Docker container running but unhealthy: how to diagnose health check failures

The container is up. docker ps shows it running. But the status is (unhealthy) and your load balancer or orchestrator has stopped sending traffic. This means Docker’s health check command is returning a non-zero exit code, or timing out, while the container’s main process stays alive. The container is running, but Docker does not consider it ready.
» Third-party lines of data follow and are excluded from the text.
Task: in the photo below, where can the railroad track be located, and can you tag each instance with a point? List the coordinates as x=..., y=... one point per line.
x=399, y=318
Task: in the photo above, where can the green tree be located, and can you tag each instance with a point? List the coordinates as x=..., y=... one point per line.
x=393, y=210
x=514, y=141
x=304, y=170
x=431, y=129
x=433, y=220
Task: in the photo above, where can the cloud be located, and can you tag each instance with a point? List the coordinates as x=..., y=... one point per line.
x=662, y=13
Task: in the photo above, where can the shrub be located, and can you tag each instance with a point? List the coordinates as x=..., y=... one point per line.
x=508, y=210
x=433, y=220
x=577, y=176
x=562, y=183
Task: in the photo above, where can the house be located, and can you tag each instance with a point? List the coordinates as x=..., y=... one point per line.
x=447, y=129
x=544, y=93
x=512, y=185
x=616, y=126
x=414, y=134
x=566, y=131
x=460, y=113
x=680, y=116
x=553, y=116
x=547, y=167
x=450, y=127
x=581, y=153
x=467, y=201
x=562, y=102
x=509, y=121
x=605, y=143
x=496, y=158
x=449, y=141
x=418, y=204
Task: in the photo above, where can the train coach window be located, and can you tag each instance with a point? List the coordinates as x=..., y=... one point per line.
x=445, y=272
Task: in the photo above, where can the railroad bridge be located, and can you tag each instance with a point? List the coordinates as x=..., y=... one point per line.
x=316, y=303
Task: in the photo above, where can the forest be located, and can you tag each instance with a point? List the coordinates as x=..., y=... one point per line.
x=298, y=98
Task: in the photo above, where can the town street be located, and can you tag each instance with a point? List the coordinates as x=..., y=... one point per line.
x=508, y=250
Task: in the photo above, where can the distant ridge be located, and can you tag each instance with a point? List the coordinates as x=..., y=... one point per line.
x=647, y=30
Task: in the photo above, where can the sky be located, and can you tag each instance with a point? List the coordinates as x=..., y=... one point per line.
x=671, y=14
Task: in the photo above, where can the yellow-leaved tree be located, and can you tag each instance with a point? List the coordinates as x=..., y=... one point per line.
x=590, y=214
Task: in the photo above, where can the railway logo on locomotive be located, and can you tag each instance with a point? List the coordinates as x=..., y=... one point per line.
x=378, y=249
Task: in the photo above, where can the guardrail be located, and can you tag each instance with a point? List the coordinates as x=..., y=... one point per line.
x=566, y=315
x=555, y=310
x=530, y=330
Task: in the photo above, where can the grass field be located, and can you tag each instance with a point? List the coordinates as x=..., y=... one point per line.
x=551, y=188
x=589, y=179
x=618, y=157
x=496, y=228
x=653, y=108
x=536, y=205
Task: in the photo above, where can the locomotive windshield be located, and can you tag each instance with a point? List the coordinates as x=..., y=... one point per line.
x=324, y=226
An unhealthy state is not a crash. In Swarm, it triggers replacement. In Compose, depends_on with condition: service_healthy blocks downstream services. Even on a single host, an unhealthy mark often precedes a restart loop that buries the real error in noise. You need to distinguish between a broken application, a broken probe, and a broken runtime configuration.
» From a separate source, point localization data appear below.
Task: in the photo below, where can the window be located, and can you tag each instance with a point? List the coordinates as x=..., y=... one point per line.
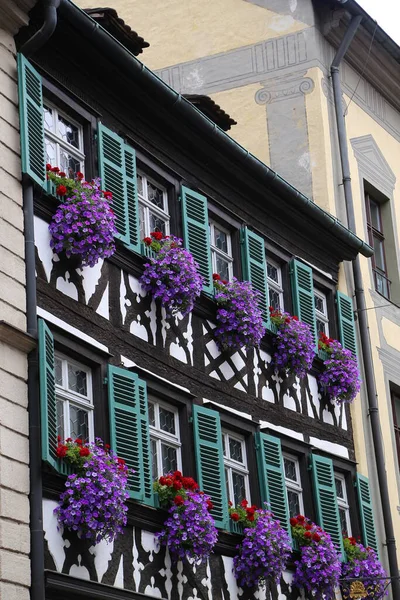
x=221, y=251
x=74, y=399
x=235, y=463
x=343, y=505
x=377, y=241
x=293, y=485
x=63, y=141
x=396, y=421
x=275, y=289
x=164, y=438
x=321, y=313
x=153, y=206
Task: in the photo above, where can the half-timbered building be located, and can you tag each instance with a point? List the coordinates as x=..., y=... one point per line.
x=159, y=390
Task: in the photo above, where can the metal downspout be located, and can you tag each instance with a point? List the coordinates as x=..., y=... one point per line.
x=37, y=591
x=362, y=315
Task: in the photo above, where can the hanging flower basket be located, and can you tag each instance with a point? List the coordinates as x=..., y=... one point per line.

This guide shows you how to inspect the health state, read the captured check output, identify whether the cause is slow startup, a missing binary, resource pressure, or a misconfigured probe, and fix it without guessing.

What this means

Docker’s health check runs a command inside the container via docker exec. Exit code 0 means healthy. Any non-zero exit means unhealthy. After consecutive failures equal to --retries (default 3), Docker marks the container as unhealthy. There is no recovering state. A single passing check resets the streak and flips the status back to healthy.

The health check does not restart the container on its own. A restart policy or orchestrator may act on the unhealthy state, but the transition itself is purely informational. The main process continues running. This distinction matters because the root cause is often not a crash but a probe that cannot verify readiness.
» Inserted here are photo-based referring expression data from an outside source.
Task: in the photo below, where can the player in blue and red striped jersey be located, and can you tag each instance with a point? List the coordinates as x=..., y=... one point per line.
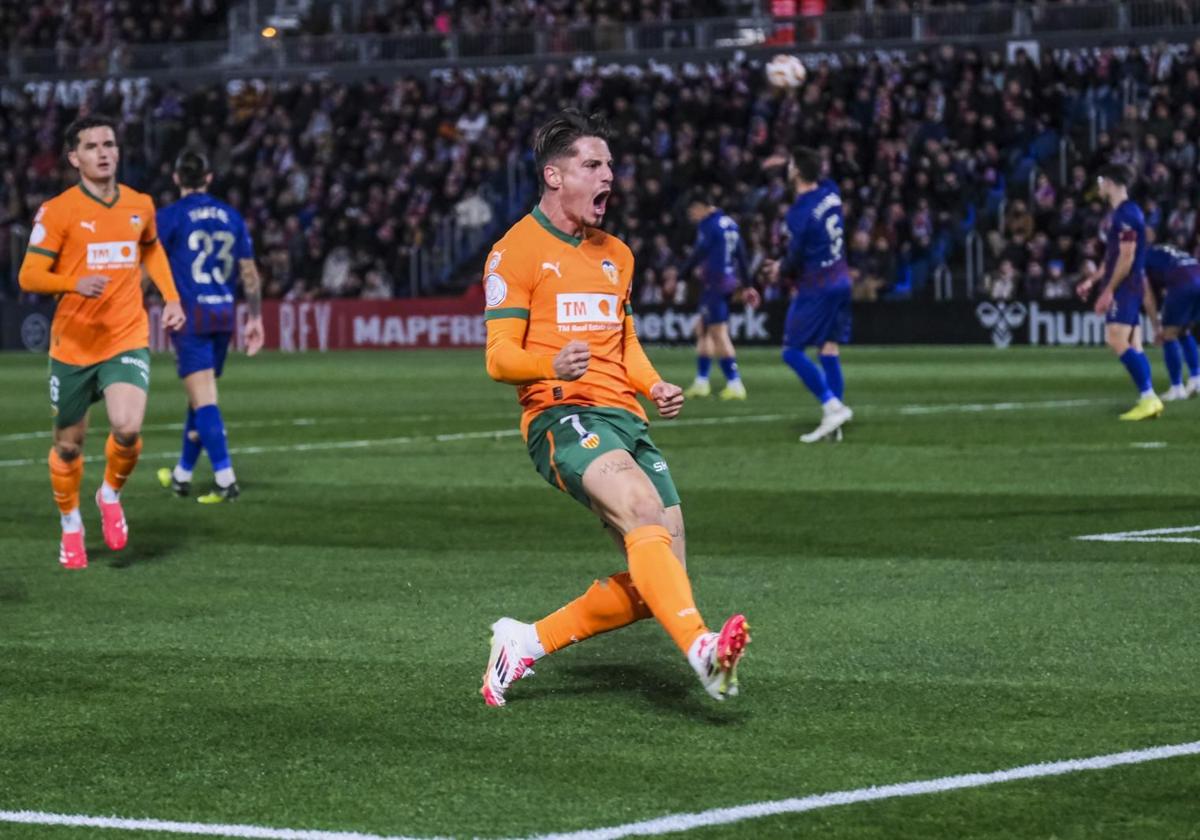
x=1123, y=286
x=1174, y=304
x=209, y=250
x=819, y=315
x=725, y=271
Key mechanics to keep in mind:

  • The first check fires --interval seconds after container start, not immediately.
  • If the command exceeds --timeout, Docker sends SIGKILL to the check process. This counts as a failure.
  • --start-period grants a grace window where failures do not count toward the retry limit. Successful checks during this period mark the container as healthy immediately.
  • --start-interval (Docker Compose v2.20.2+ and Engine 25.0+) controls probe frequency during start_period separately from the normal interval.
  • Only the first 4096 bytes of stdout/stderr from the health check command are captured and stored in the container state.

Common causes

CauseWhat it looks likeFirst thing to check
Slow application startupContainer stays in starting state, then flips to unhealthy shortly after start_period endsdocker inspect FailingStreak and StartedAt timestamps
Missing health check binaryOCI runtime exec failed: executable file not found in health outputRun the same command with docker exec inside the container
Dependency not readyHealth check fails until database or API comes up; intermittent early failuresApplication logs and dependency service status
Resource pressure (CPU throttling, memory pressure)Health check times out or runs too slowly; the container is sluggishdocker stats, cgroup cpu.stat, and memory usage
Misconfigured probe commandShell syntax used in exec form, wrong port, or hardcoded endpoint that movedDockerfile HEALTHCHECK or Compose healthcheck.test syntax
Signal handling bugdocker inspect shows unhealthy but docker ps still shows healthy after SIGHUP/SIGUSR1Recent signal delivery to the container (docker/for-linux#454)
Zombie health check accumulationHundreds of <defunct> processes inside the container from spawned shellsdocker top or ps inside the container for defunct processes

Quick checks

# Check current health state and full failure history
docker inspect --format='{{json .State.Health}}' <container_id> | jq .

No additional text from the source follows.